Man könnte meinen, der Protagonist „sieht“ durch seine Nase. Somit gelingt es ihm, trotz des noch eingeschränkten Sehsinns sein Umfeld zu entdecken. Friedel Schardt schreibt in seiner Interpretation über Grenouille, dass das Kind „nur aus Nase zu bestehen, […] und ausschließlich Geruch aufzunehmen“ scheint.[14]

Das Kind nimmt also nicht, wie andere Kinder, die Welt mit allen Sinnen, vor allem mit Augen, Gehör und Tastsinn wahr, sondern konzentriert sich allein auf die Nase.[15]

Der ausgeprägte Geruchssinn Grenouilles ist sehr auffällig und wird selbst von Außenstehenden als unnormal empfunden. Alain Corbin bringt das Geruchsorgan mit Animalität in Verbindung:

Als Sinn der Lust, der Begierde, der Triebhaftigkeit trägt das Riechorgan den Stempel der Animalität. Riechen und Schnüffeln erinnert an etwas Tierisches.
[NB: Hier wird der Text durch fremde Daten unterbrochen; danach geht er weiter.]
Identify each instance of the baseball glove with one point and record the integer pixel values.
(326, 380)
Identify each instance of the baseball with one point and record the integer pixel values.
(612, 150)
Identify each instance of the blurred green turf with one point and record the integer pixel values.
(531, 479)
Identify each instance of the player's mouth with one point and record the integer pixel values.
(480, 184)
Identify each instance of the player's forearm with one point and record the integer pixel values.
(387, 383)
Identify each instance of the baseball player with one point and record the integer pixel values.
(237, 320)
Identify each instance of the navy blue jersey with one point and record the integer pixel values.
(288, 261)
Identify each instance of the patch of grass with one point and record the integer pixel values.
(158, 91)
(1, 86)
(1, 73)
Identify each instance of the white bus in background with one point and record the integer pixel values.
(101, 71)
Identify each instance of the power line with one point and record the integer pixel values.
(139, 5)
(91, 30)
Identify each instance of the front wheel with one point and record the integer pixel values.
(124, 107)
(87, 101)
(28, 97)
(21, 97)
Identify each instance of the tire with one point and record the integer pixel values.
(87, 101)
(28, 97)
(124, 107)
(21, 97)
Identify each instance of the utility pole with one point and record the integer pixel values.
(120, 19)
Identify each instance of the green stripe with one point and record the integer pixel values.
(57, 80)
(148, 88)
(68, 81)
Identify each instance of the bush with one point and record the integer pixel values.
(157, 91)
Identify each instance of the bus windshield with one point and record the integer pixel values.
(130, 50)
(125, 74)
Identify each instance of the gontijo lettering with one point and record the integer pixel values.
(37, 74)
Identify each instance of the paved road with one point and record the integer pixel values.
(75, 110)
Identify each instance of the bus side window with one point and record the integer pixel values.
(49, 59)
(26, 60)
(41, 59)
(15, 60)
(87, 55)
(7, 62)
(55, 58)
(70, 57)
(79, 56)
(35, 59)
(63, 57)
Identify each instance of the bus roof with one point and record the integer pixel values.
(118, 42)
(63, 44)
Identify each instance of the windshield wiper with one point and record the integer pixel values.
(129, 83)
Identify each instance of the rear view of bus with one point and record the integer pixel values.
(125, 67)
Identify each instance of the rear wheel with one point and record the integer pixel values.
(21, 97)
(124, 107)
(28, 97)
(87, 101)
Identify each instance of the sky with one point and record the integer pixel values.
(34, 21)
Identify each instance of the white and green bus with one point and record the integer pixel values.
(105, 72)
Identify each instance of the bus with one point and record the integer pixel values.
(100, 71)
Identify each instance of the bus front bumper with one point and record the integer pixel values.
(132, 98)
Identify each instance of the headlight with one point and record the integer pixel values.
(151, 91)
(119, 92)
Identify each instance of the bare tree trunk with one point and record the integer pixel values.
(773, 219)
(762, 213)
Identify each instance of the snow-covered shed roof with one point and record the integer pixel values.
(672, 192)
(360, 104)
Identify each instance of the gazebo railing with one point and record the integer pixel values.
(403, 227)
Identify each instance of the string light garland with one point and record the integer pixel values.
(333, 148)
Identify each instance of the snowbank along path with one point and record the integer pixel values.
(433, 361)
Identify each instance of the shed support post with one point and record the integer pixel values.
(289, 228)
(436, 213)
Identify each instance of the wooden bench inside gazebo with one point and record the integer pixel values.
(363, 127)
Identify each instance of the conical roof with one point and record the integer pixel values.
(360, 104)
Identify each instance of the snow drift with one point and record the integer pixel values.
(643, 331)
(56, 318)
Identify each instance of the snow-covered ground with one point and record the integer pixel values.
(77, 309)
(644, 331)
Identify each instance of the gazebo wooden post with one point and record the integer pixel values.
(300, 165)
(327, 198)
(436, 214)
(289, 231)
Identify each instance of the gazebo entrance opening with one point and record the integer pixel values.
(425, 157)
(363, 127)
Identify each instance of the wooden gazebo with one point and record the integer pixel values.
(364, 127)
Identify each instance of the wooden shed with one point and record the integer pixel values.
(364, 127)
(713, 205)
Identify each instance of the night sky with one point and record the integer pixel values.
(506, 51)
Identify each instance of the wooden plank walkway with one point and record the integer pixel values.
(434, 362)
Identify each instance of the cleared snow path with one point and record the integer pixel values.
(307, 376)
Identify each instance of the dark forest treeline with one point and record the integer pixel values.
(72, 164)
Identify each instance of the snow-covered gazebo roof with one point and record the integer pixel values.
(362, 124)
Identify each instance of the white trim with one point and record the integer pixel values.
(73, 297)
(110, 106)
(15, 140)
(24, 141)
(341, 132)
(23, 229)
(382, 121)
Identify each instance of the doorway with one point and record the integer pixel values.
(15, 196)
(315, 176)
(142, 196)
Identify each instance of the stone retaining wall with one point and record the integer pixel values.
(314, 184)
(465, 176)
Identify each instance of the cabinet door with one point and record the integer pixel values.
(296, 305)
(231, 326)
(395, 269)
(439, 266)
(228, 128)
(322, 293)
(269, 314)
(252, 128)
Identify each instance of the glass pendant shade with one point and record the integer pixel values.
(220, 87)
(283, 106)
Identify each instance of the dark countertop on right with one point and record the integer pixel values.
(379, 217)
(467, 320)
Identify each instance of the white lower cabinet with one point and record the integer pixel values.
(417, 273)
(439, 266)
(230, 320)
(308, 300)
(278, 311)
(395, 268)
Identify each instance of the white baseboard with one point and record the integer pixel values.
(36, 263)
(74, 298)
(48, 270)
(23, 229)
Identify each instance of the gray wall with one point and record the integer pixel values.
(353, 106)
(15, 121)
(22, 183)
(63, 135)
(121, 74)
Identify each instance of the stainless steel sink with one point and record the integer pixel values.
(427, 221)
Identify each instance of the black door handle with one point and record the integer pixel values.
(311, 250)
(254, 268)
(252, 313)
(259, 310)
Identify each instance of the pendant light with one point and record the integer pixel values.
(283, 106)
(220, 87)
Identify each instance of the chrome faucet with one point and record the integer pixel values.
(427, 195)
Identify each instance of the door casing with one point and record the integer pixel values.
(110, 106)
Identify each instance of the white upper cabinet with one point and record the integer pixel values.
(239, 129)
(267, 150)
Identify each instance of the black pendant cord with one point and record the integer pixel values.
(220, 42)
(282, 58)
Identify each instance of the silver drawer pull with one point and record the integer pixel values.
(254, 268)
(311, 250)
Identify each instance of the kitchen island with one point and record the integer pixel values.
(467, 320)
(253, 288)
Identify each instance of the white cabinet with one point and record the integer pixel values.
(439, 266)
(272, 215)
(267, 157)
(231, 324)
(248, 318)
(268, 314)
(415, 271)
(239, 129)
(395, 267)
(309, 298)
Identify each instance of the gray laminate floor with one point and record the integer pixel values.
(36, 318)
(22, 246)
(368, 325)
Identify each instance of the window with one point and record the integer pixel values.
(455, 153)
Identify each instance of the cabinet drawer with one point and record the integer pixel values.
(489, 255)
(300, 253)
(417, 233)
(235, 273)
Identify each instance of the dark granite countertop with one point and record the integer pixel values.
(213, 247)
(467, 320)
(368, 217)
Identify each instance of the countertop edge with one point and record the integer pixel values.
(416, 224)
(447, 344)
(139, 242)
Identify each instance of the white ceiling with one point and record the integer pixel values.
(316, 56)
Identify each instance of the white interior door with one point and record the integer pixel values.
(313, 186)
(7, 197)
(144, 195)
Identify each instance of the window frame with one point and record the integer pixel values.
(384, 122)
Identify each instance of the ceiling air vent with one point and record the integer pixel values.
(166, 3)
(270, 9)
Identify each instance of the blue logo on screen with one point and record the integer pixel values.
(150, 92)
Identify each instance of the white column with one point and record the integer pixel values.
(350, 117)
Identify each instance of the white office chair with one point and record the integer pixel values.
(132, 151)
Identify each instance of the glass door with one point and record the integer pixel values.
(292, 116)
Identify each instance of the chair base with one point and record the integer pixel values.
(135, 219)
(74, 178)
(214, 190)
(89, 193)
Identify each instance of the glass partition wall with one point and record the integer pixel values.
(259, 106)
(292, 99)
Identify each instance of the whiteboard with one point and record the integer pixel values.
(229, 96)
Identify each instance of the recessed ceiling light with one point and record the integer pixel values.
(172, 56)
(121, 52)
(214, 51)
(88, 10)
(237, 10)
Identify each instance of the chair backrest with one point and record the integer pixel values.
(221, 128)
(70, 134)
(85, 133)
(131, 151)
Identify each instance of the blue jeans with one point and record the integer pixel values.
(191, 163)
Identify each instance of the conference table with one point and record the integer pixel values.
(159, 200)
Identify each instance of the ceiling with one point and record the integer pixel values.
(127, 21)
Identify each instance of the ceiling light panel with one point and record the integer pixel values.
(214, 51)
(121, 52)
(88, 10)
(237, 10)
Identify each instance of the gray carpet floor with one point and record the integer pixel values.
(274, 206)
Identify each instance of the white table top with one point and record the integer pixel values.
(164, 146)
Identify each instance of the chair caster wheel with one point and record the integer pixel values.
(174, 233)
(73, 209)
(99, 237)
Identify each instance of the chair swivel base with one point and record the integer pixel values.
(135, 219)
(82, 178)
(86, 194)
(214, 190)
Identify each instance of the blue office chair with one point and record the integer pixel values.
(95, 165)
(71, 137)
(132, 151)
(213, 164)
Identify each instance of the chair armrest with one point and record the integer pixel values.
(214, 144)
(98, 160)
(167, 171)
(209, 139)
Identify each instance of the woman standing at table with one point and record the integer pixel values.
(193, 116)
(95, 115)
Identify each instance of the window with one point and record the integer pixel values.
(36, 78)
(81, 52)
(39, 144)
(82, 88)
Die sprachliche Unfähigkeit, Geruchsempfindungen auszudrücken, würde den Menschen, wenn dieser Sinn vorherrschte, zu einem an die Außenwelt gefesselten Wesen machen.[16]

Corbin, der sich intensiv mit dem Thema „Geruch“ auseinandersetzt, stellt laut Werner Frizen und Marilies Spancken „eine der wichtigsten kulturgeschichtlichen Quellen SÜSKINDS“[17] dar. Weiterhin erfährt man, dass Grimal den Jungen einige Zeit lang wie ein Tier hält. Nachdem der Gerber jedoch merkt, dass das Kind, zäh und robust in seiner Art, durchaus eine wertvolle Arbeitskraft für ihn ist, behandelt er Jean-Baptiste „wie ein nützliches Haustier“.[18] Bernd Matzkowski weist in seiner Analyse über den Roman darauf hin, dass der Protagonist immer wieder mit anderen Tieren verglichen wird, die beim Leser eher negative Assoziationen wecken und Gefühle, wie Schaudern bzw. Abneigung hervorrufen.[19] Grenouille wird sowohl innerlich als auch äußerlich mit Eigenschaften beschrieben, die für durchschnittliche Menschen untypisch sind. Das Absonderliche und Hässliche der Schlüsselfigur werden sowohl durch ständige Tiervergleiche, als auch durch die häufige Gegenüberstellung von „normalen“ Menschen immer wieder betont. Schardt bezeichnet Süskinds Hauptperson als „Ausnahmemensch“, dessen Einzigartigkeit in einem Widerspruch besteht: Grenouille besitzt keinen eigenen Geruch, hat jedoch eine „exzellente Nase“.[20] Seine Geruchlosigkeit ist von Geburt an vorhanden[21] und stellt für den Säugling sogar eine Gefahr dar, da sich aufgrund dessen niemand um ihn kümmern will.[22] Die Amme Jeanne Bussie stellt fest, dass das Kind überhaupt nicht riecht und vergleicht den Jungen mit anderen „Menschenkinder[n]“:[23]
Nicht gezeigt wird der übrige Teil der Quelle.